In The Style of Robbie Robertson

By Miguel Ángel Ariza

Very few guitarists have been able to go down in history either because of their own work fronting their own band or for their session work in the studio and tours with other artists. Today we come across one of the clearest examples of this race of musicians, Mr. Robbie Robertson, who deserves a spot on our pedestal just for accompanying Bob Dylan at the height of his career, and that’s saying a lot, but besides that, we must add his own career together with The Band, one of the most significant groups at the end of the 60s and 70s in the U.S.A., and a band who created that sound we like so much, labelled back in the day as ‘Americana’.

In addition, and greatly appreciated, very few times throughout all the weeks we have been looking at the gear of some of our heroes in this section “In the style of…” has it been so easy to find information as on today’s protagonist, on whose webpage can we find details and photos of the guitars, amps, pedals he has used throughout his extensive career, and is currently using.

So, we can begin by talking about his Martin D28 from 1951, with which he recorded perhaps his most representative song The Weight, and by the way, it’s not the only D28 he has, since he added another to his collection from 1971. Of course it’s not the only model from this brand nor the oldest now that he has in his possession a 000 45 from 1928, a 0042 from 1901, and a 0045 from 1919, a model that just happens to have a ‘signature’ series with this American brand.  

But as you all know, Robertson wasn’t just about acoustic guitars, but also more pointedly his electric rock sound that earned him jeers after jeers in his first concerts with Bob Dylan when many folk fans still hadn’t understood that “the times they were a changin’”. In fact, one of the guitars that make up his collection is a ‘65 Fender Telecaster that Dylan himself used on the Going Electric tour, and which Robertson used live and in the studio on countless occasions.

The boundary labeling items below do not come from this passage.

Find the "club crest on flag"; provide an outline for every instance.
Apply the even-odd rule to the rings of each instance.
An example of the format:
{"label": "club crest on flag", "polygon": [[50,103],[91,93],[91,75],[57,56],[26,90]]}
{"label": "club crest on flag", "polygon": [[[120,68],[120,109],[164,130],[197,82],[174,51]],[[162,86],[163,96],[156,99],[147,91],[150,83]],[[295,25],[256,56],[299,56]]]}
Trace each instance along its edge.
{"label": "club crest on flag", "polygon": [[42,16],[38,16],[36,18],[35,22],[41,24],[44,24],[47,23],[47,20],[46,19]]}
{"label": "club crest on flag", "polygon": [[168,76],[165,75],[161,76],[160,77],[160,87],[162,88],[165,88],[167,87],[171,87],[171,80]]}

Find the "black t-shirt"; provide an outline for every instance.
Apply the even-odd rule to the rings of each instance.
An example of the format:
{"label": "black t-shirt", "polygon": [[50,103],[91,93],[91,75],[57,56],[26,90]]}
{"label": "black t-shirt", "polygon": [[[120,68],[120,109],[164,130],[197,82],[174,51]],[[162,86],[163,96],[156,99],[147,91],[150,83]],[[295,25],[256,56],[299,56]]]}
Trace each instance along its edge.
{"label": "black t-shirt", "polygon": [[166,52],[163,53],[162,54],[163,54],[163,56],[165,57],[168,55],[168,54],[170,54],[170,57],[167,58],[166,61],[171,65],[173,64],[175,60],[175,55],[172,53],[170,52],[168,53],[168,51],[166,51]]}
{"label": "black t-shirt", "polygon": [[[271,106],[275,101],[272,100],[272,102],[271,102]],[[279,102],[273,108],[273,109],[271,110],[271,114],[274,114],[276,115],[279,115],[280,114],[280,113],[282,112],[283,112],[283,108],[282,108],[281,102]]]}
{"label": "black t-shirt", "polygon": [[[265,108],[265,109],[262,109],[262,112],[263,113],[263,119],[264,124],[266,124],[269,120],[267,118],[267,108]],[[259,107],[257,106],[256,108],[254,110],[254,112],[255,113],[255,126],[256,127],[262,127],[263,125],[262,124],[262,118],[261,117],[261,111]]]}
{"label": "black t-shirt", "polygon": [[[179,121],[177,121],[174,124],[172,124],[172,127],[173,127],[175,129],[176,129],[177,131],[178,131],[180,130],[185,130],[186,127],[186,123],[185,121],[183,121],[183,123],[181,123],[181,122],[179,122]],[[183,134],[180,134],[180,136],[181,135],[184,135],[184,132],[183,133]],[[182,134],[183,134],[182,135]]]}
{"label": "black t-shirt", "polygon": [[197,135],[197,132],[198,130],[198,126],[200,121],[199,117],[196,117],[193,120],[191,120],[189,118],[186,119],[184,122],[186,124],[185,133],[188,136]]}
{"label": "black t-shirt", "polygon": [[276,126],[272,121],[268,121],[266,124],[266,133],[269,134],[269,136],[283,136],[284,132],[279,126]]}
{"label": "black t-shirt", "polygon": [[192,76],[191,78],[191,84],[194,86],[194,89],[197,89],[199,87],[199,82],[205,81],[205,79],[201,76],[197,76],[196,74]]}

And beyond the Fender sound so characteristic of The Band’s lead guitarist, we must add the sounds of his Gibson ES 335 or his 1959 Danelectro. However, if there is a guitar that we can link to this player it’s the Fender Stratocaster, of course greatly modified, yet always with respect to the original model. So we arrive to his most legendary model, the ‘54 Stratocaster without a middle pickup, and with a Humbucker in the bridge position as well as replacing the original volume/tone controls for Telecaster ones.   

Regarding his amps, it’s also clear about his fondness for the Fender brand, those being models like the Harvard, the Twin or the Fender Champ as his chosen few.

And to get the best performance from these amps he used many Lovetone pedals but also there are many classics on his pedalboard such as the Fat Boost or the Supra Trem by Fulltone, the Ibanez Tubescreamer, and some lesser known pedals like the Electro Harmonix Freeze and one of the best wahs we have ever tried: the Buddah Wah.   

This is a short list of Robbie Robertson’s gear, a guitarist who would have been big on his own, but had the luck to become Dylan’s lead guitarist which ended up making him a legend in another much better dimension and as we highlighted at the start, he gives us a detailed spread of all his gear on his webpage, something we greatly appreciate in this section.